NOW don’t get too excited or ahead of yourself but I recently became a family of four.
So no, no new man to make my household an even number – and add some balancing hormones in a house of women (however, if his name is either Adam Levine and/or Ty Burrell then that’s a whole new conversation).
And definitely no, even the mere suggestion of another child is enough to give me nightmares.
No, the girls’ younger half-sister Loghan came to stay for a week. As much as I hate calling her halfsister, that’s how I have to explain it otherwise people think Loghan is mine.
Not that I wouldn’t be happy to claim her as my own, of course.
Just so you can follow the rest of this (in case you didn’t already know) Loghan is the daughter of my exhusband Jace and his second wife Amanda.
And several years ago we decided to park our differences for the sake of all our girls and (sort of) operate as one family living in two homes.
Most of all to spare the three of them as much as possible from being the emotional collateral of divorce and separated families – and while it’s not perfect, we muddle along doing the best we can.
I truly believe if you can give your kids a safe and happy childhood, they are much more likely to become welladjusted, resilient adults.
And so sometimes LoLo, as we affectionately call her, comes to stay with us over a weekend – or longer if her parents are away.
And while she doesn’t have my genes, the apple didn’t fall far from the tree when it comes to her sisters.
She has Ayla’s temper and humour and Maya’s charm and kookiness – plus her own little case of youngest sister craziness.

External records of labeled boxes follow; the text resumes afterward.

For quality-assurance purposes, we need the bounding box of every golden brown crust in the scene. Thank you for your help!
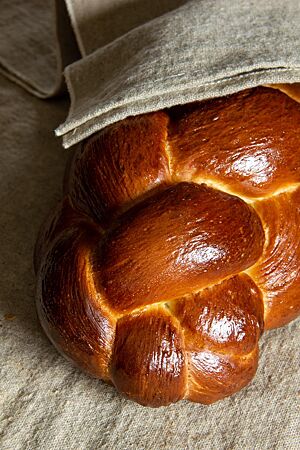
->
[111,307,187,406]
[249,187,300,329]
[35,88,300,406]
[170,274,264,355]
[187,348,258,404]
[68,112,170,225]
[94,183,264,312]
[37,201,115,380]
[170,88,300,197]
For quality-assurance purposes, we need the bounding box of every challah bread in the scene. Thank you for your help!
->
[35,87,300,406]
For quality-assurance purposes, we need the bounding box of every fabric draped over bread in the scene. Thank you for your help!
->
[35,87,300,406]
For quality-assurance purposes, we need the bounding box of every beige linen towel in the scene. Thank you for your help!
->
[0,0,300,450]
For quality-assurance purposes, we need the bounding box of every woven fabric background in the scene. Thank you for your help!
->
[0,0,300,450]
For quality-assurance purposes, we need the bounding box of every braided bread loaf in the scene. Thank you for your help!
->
[35,87,300,406]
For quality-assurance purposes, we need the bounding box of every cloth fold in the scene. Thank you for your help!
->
[56,0,300,147]
[0,0,300,450]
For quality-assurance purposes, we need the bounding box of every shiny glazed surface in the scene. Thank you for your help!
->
[35,87,300,407]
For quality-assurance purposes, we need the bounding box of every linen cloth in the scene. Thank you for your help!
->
[0,0,300,450]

As well as the endearing, overwhelming enthusiasm of the only child to whom everything belongs, whether it’s theirs or not.
And if she doesn’t get it, she waits until said sister grows out of it and then it becomes hers by default.
She has waited patiently for months to see any sign of Maya growing out of/or losing interest in her Barbie playhouse.
I’m pretty sure she’ll be waiting for at least another six months because Maya is glued to it almost as much as Lo when she comes over.
Another of Lo’s endearing qualities is her determination to make sure everyone we bump into doesn’t have any confusion about the mix and match family in front of them.
Such as the supermarket checkout where I was at one end shovelling groceries along the counter and the three sisters were standing at the other end hoping I would weaken and provide each one of them with an impulse item at the last moment.
The lady zapping my shopping looked down at the girls and asked if they were going to help their mum with the bags.
Lo turns to me with that exasperated expression she saves just for such occasions at this.
While I would have let it go, the Little Miss never can.
Turning back to the lady she said “step mum” and the lady filling the bags laughed and gave me a sympathetic smile.
Sometimes I start to clarify the little tyke’s misinterpretation, telling people who seem a bit confused by the explanation, that I’m not really her step mum.
But yes, she is the half sister of the two older girls.
Nowadays though, I invariably wrap it all up with “it’s complicated”
But A for effort, Lo is not often happy to let that one sail by either.
Explaining it all to her teacher the other morning: “My dad was married to a woman called Ivy, and they broke up because they didn’t love each other anymore.
And then Dad married my Mum and I was born”. Technically she is 100 per cent correct.
Socially it can get drawn out a bit.
Personally I know I am always able to let a deep breath out when she heads home, and have no doubt Lo’s parents let out at least a double breath when Ayla and Maya come home after spending time with their father and a real step mother (of the non-evil variety).
Then it’s a breathless wait until Lo’s next interpretation of where she fits in her little world.